The role of auto dealers
For their part, some financiers and others cite a competitive need to offer longer loans – but claim they're not hawking them.
Last August, Toyota Financial Services began offering 84-month loans, says spokesman Justin Leach, because other lenders had been doing so. Without a similar offering, "we lost a small number of our customers.... [So] we decided to offer 84-month loans to our better customers" – those "top-tier customers" with "better credit scores."
Still, Toyota "isn't pushing" the seven-year loans, he reports.

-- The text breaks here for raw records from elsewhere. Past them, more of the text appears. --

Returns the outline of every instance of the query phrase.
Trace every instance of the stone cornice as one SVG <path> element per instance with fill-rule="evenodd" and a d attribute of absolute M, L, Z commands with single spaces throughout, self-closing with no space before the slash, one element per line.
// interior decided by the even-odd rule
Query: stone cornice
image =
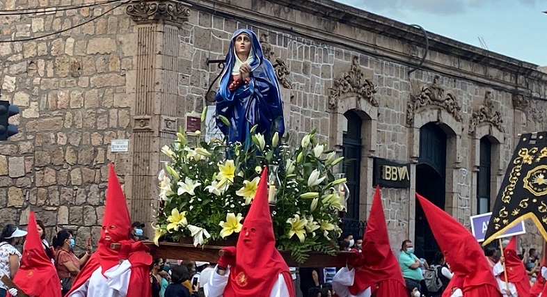
<path fill-rule="evenodd" d="M 330 0 L 178 1 L 191 4 L 196 10 L 409 67 L 415 65 L 418 61 L 412 56 L 411 48 L 415 47 L 421 51 L 420 47 L 425 44 L 423 33 L 418 28 Z M 538 71 L 534 64 L 436 34 L 428 33 L 428 37 L 429 54 L 422 70 L 510 93 L 532 83 L 525 82 L 526 79 L 547 81 L 547 74 Z M 397 45 L 394 47 L 392 44 Z M 443 55 L 444 57 L 441 57 Z M 546 93 L 540 89 L 533 92 L 532 97 L 545 99 Z"/>

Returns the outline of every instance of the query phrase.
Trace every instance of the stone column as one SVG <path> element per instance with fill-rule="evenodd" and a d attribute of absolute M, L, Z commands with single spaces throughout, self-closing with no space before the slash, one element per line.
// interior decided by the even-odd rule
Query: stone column
<path fill-rule="evenodd" d="M 188 20 L 190 9 L 176 1 L 134 0 L 126 13 L 136 24 L 137 49 L 130 139 L 133 170 L 125 193 L 132 220 L 149 223 L 151 206 L 157 206 L 160 161 L 166 160 L 160 150 L 176 137 L 179 31 Z"/>

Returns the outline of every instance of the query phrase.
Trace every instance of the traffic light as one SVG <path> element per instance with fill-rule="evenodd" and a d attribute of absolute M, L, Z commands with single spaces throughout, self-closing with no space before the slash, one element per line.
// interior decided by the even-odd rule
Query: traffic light
<path fill-rule="evenodd" d="M 17 127 L 10 124 L 10 116 L 19 113 L 19 106 L 10 104 L 8 101 L 0 101 L 0 141 L 7 141 L 8 138 L 17 134 Z"/>

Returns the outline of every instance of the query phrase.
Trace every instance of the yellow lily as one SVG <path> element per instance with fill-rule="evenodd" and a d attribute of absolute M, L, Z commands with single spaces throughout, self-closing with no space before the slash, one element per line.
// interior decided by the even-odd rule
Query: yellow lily
<path fill-rule="evenodd" d="M 209 152 L 208 150 L 204 149 L 203 147 L 196 147 L 194 150 L 196 151 L 196 153 L 204 156 L 209 156 L 212 154 L 210 152 Z"/>
<path fill-rule="evenodd" d="M 306 218 L 300 218 L 298 214 L 294 215 L 294 218 L 289 218 L 287 220 L 287 224 L 291 224 L 291 229 L 289 230 L 289 238 L 292 238 L 295 234 L 300 240 L 300 242 L 303 243 L 306 239 L 306 230 L 304 227 L 308 225 L 308 220 Z"/>
<path fill-rule="evenodd" d="M 177 184 L 179 186 L 178 191 L 177 191 L 177 195 L 180 195 L 184 193 L 187 193 L 193 196 L 196 195 L 193 191 L 196 188 L 200 186 L 201 183 L 199 182 L 194 182 L 190 177 L 186 177 L 184 182 L 181 180 L 177 182 Z"/>
<path fill-rule="evenodd" d="M 154 230 L 154 243 L 159 246 L 159 238 L 167 234 L 167 230 L 162 229 L 160 226 L 152 224 L 152 229 Z"/>
<path fill-rule="evenodd" d="M 243 216 L 241 214 L 237 214 L 236 216 L 232 212 L 228 213 L 226 214 L 226 221 L 221 220 L 221 223 L 219 224 L 222 227 L 221 237 L 229 236 L 234 232 L 239 233 L 243 227 L 243 225 L 241 223 L 241 219 L 243 219 Z"/>
<path fill-rule="evenodd" d="M 310 145 L 310 134 L 305 136 L 302 138 L 302 141 L 301 142 L 301 145 L 302 147 L 306 148 L 308 145 Z"/>
<path fill-rule="evenodd" d="M 220 196 L 223 194 L 228 189 L 227 184 L 221 184 L 219 182 L 214 180 L 211 182 L 211 184 L 205 187 L 205 190 L 209 191 L 209 193 Z"/>
<path fill-rule="evenodd" d="M 310 174 L 310 177 L 308 177 L 308 186 L 315 186 L 321 184 L 323 180 L 326 178 L 326 176 L 319 178 L 319 170 L 317 169 L 314 169 L 313 171 L 312 171 Z"/>
<path fill-rule="evenodd" d="M 184 227 L 188 224 L 186 219 L 186 211 L 179 212 L 176 208 L 173 209 L 171 215 L 167 218 L 167 221 L 170 223 L 167 225 L 167 231 L 171 232 L 172 230 L 178 231 L 180 227 Z"/>
<path fill-rule="evenodd" d="M 224 164 L 219 164 L 219 174 L 216 175 L 217 180 L 226 179 L 234 182 L 235 177 L 235 164 L 234 163 L 234 160 L 226 160 Z"/>
<path fill-rule="evenodd" d="M 164 147 L 161 147 L 161 152 L 165 154 L 169 158 L 173 158 L 175 156 L 175 152 L 173 152 L 168 145 L 164 145 Z"/>
<path fill-rule="evenodd" d="M 243 181 L 241 188 L 235 191 L 235 195 L 245 198 L 245 204 L 248 204 L 251 200 L 255 198 L 257 188 L 258 188 L 258 182 L 260 181 L 260 177 L 256 177 L 252 181 Z"/>

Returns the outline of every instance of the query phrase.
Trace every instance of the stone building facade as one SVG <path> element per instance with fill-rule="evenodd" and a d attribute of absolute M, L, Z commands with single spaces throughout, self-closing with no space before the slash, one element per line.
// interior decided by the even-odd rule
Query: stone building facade
<path fill-rule="evenodd" d="M 344 141 L 356 147 L 354 218 L 368 215 L 374 158 L 411 164 L 409 188 L 382 190 L 394 248 L 425 234 L 414 194 L 431 168 L 441 179 L 436 202 L 461 223 L 479 211 L 479 177 L 489 181 L 491 208 L 518 134 L 547 129 L 547 74 L 329 0 L 301 2 L 0 3 L 36 13 L 0 16 L 1 40 L 29 40 L 0 43 L 2 99 L 22 110 L 19 133 L 0 144 L 2 220 L 24 225 L 32 209 L 49 237 L 59 226 L 74 230 L 80 246 L 90 234 L 96 242 L 114 162 L 134 219 L 151 222 L 160 149 L 187 113 L 211 104 L 206 93 L 220 70 L 207 59 L 223 58 L 232 33 L 245 27 L 275 66 L 290 132 L 317 127 L 340 154 Z M 358 133 L 349 133 L 355 125 Z M 424 157 L 426 134 L 443 154 Z M 118 139 L 129 140 L 128 152 L 111 152 Z M 527 224 L 523 246 L 541 246 Z"/>

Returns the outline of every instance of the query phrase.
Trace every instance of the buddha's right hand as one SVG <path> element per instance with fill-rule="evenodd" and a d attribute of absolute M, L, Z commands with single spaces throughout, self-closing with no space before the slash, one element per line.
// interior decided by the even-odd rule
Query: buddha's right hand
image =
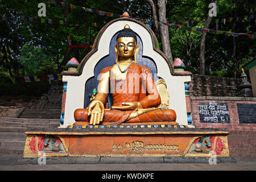
<path fill-rule="evenodd" d="M 90 115 L 90 125 L 98 125 L 103 121 L 104 105 L 100 101 L 93 101 L 88 106 L 88 116 Z"/>

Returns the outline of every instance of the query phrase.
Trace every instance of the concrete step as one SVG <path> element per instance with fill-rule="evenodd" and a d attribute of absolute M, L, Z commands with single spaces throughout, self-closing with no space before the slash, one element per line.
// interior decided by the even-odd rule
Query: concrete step
<path fill-rule="evenodd" d="M 1 132 L 1 140 L 25 141 L 27 135 L 18 132 Z"/>
<path fill-rule="evenodd" d="M 60 95 L 62 94 L 62 92 L 63 91 L 61 90 L 50 90 L 49 92 L 49 95 Z"/>
<path fill-rule="evenodd" d="M 1 122 L 0 127 L 40 127 L 40 128 L 49 128 L 49 127 L 57 127 L 60 125 L 59 119 L 59 122 L 54 122 L 53 123 L 39 123 L 39 122 L 31 122 L 31 123 L 25 123 L 25 122 Z"/>
<path fill-rule="evenodd" d="M 20 118 L 27 118 L 27 119 L 60 119 L 60 114 L 58 115 L 20 115 Z"/>
<path fill-rule="evenodd" d="M 61 101 L 48 101 L 46 105 L 57 105 L 61 106 Z"/>
<path fill-rule="evenodd" d="M 0 117 L 0 126 L 1 123 L 10 122 L 15 123 L 57 123 L 60 122 L 58 119 L 28 119 L 28 118 L 5 118 Z"/>
<path fill-rule="evenodd" d="M 0 127 L 0 132 L 20 132 L 27 131 L 27 127 Z"/>
<path fill-rule="evenodd" d="M 22 116 L 38 116 L 40 117 L 40 118 L 44 118 L 44 117 L 57 117 L 60 118 L 60 113 L 40 113 L 38 112 L 24 112 L 22 113 Z M 38 117 L 34 117 L 34 118 L 37 118 Z M 46 118 L 48 119 L 49 118 Z"/>
<path fill-rule="evenodd" d="M 24 113 L 60 113 L 61 109 L 26 109 L 24 111 Z"/>
<path fill-rule="evenodd" d="M 13 140 L 0 140 L 0 147 L 13 148 L 17 149 L 24 149 L 26 140 L 13 141 Z"/>
<path fill-rule="evenodd" d="M 0 125 L 2 122 L 13 122 L 19 123 L 52 123 L 58 122 L 58 119 L 24 119 L 24 118 L 6 118 L 0 117 Z"/>
<path fill-rule="evenodd" d="M 23 149 L 0 147 L 1 156 L 23 156 Z"/>
<path fill-rule="evenodd" d="M 59 104 L 46 105 L 43 109 L 61 109 L 61 105 L 59 105 Z"/>
<path fill-rule="evenodd" d="M 62 94 L 59 96 L 49 96 L 49 101 L 58 101 L 62 100 Z"/>

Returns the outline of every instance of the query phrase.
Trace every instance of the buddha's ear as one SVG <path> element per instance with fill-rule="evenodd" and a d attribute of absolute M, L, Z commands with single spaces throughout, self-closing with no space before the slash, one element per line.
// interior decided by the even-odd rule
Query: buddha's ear
<path fill-rule="evenodd" d="M 135 53 L 134 53 L 134 63 L 137 63 L 137 55 L 139 53 L 139 45 L 136 45 Z"/>
<path fill-rule="evenodd" d="M 118 52 L 117 52 L 117 45 L 115 46 L 115 63 L 118 61 Z"/>

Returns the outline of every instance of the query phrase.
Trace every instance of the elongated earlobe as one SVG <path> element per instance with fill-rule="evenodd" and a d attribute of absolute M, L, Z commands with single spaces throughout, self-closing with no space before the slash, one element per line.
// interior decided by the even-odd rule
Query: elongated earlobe
<path fill-rule="evenodd" d="M 136 50 L 134 53 L 134 63 L 137 63 L 137 55 L 138 55 L 138 53 L 139 53 L 139 45 L 137 45 L 136 46 Z"/>
<path fill-rule="evenodd" d="M 117 52 L 117 46 L 115 46 L 115 63 L 118 62 L 118 53 Z"/>

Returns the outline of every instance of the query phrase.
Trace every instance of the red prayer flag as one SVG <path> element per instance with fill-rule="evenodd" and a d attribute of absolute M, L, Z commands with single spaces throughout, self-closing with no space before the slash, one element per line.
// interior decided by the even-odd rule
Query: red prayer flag
<path fill-rule="evenodd" d="M 24 78 L 24 77 L 20 77 L 20 81 L 21 82 L 25 82 L 25 78 Z"/>

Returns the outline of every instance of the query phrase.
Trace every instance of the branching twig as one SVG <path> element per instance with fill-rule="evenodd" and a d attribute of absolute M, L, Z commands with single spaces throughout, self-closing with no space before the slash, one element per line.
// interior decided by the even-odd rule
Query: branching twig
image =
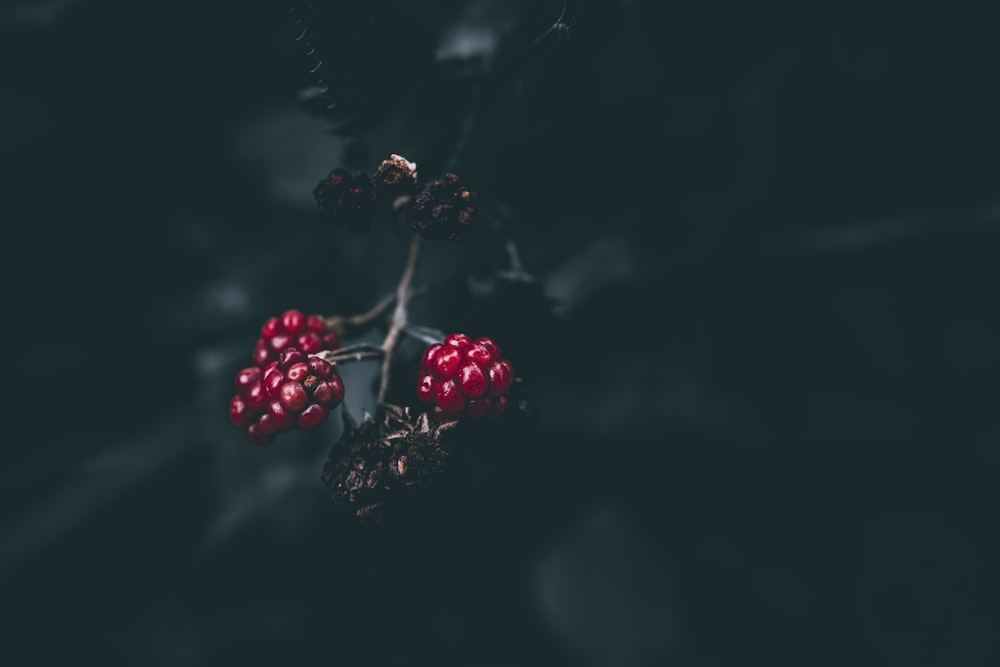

At Ford Motor Credit Co., 72 months is the "outer limit of our standard offerings," says spokeswoman Meredith Libbey. "Anything longer is very rare and done on an exceptional basis," although the company had undertaken a pilot program testing 84-month loans.
And at GMAC Financial Services, 84-month loans are "reserved for special individual cases. But as a rule, GMAC doesn't subscribe to 84-month loans," says spokesman Michael Stoller. Such loans "create a potentially dangerous situation for everyone involved," he explains.
How much longer can car loans be extended? While that issue remains debatable, some observers can't foresee them stretching much further. Given many people's desire to unload cars before their maintenance bills become too high, or their style too outmoded, some experts think 84 months may become a natural term limit, at least for the foreseeable future.
Moreover, the mounting interest in cars priced under $20,000, such as the Honda Fit, Toyota Yaris, or Nissan Versa, may have some impact. Purchasing such comparatively cheaper autos may curb some buyers' need for comparatively long car loans, some experts say.